Chapter 7 Cheat Sheet - Transactions
One-Line Summaries
| Concept | One-Liner |
|---|---|
| Atomicity | All-or-nothing: transaction commits fully or rolls back entirely |
| Consistency | Application invariants hold (app’s responsibility, not DB’s) |
| Isolation | Concurrent transactions behave as if they ran serially |
| Durability | Committed data persists through crashes |
| Read Committed | No dirty reads/writes; most DBs’ default minimum level |
| Snapshot Isolation | Each transaction sees consistent snapshot; MVCC-based |
| Serializable | Strongest isolation; results identical to serial execution |
| MVCC | Multi-Version Concurrency Control — readers don’t block writers |
| 2PL | Two-Phase Locking — writers block readers; slow but strong |
| SSI | Serializable Snapshot Isolation — optimistic, detects conflicts at commit |
| Write skew | Two transactions each read, each write validly, but together violate invariant |
Isolation Level Comparison
| Level | Dirty Read | Non-Repeatable Read | Phantom Read | Write Skew | Lost Update |
|---|---|---|---|---|---|
| Read Uncommitted | ❌ Possible | ❌ Possible | ❌ Possible | ❌ Possible | ❌ Possible |
| Read Committed | ✅ Prevented | ❌ Possible | ❌ Possible | ❌ Possible | ❌ Possible |
| Snapshot Isolation | ✅ Prevented | ✅ Prevented | ❌ Possible | ❌ Possible | ✅ Prevented* |
| Serializable (2PL) | ✅ Prevented | ✅ Prevented | ✅ Prevented | ✅ Prevented | ✅ Prevented |
| Serializable (SSI) | ✅ Prevented | ✅ Prevented | ✅ Prevented | ✅ Prevented | ✅ Prevented |
*Snapshot isolation prevents lost updates via automatic detection (PostgreSQL) but not all DBs do this
Concurrency Bugs Explained
Dirty Read:
Txn A: WRITE x=2 (not yet committed)
Txn B: READ x → sees 2 (dirty!)
Txn A: ROLLBACK
Txn B: used a value that never existed
Dirty Write:
Txn A: WRITE invoice (uncommitted)
Txn B: WRITE invoice address (overwrites A's uncommitted write!)

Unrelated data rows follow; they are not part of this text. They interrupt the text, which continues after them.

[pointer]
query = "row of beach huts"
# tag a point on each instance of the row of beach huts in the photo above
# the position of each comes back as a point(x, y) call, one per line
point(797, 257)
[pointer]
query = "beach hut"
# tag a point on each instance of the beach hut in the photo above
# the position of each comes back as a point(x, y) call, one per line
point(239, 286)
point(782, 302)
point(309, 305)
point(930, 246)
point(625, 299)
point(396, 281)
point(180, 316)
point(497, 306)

Txn A: COMMIT (incorrect invoice address)
Non-Repeatable Read (Read Skew):
Txn A: READ balance=500
Txn B: UPDATE balance=0, COMMIT
Txn A: READ balance=0 (different value in same transaction!)
Lost Update:
Txn A: READ counter=5
Txn B: READ counter=5
Txn A: WRITE counter=6 (5+1)
Txn B: WRITE counter=6 (5+1, should be 7!)
Txn A's update is LOST
Write Skew:
Invariant: at least 2 doctors on call
Txn A (Dr. Alice): READ count=2 → ok to go off-call → DELETE alice
Txn B (Dr. Bob): READ count=2 → ok to go off-call → DELETE bob
COMMIT both → count=0 (invariant violated!)
Phantom Read:
Txn A: SELECT * WHERE room=101 AND date='2026-04-01' → 0 rows
Txn B: INSERT booking(room=101, date='2026-04-01'), COMMIT
Txn A: INSERT booking(room=101, date='2026-04-01') → double booking!
Lost Update Solutions
1. Atomic DB operations (best):
❌ read v=5, v=v+1, write v=6
✅ UPDATE counter SET value = value + 1 WHERE id = X
2. SELECT FOR UPDATE (explicit lock):
BEGIN;
SELECT balance FROM accounts WHERE id=1 FOR UPDATE; ← acquires lock
UPDATE accounts SET balance = balance - 100 WHERE id=1;
COMMIT; ← releases lock
3. Compare-and-Set (optimistic):
UPDATE wiki SET content = 'new' WHERE content = 'old';
← Fails if content changed since we read it; app retries
4. Automatic detection (PostgreSQL snapshot isolation):
Database detects lost update pattern → aborts one transaction
Three Approaches to Serializability
1. Actual Serial Execution (VoltDB, Redis)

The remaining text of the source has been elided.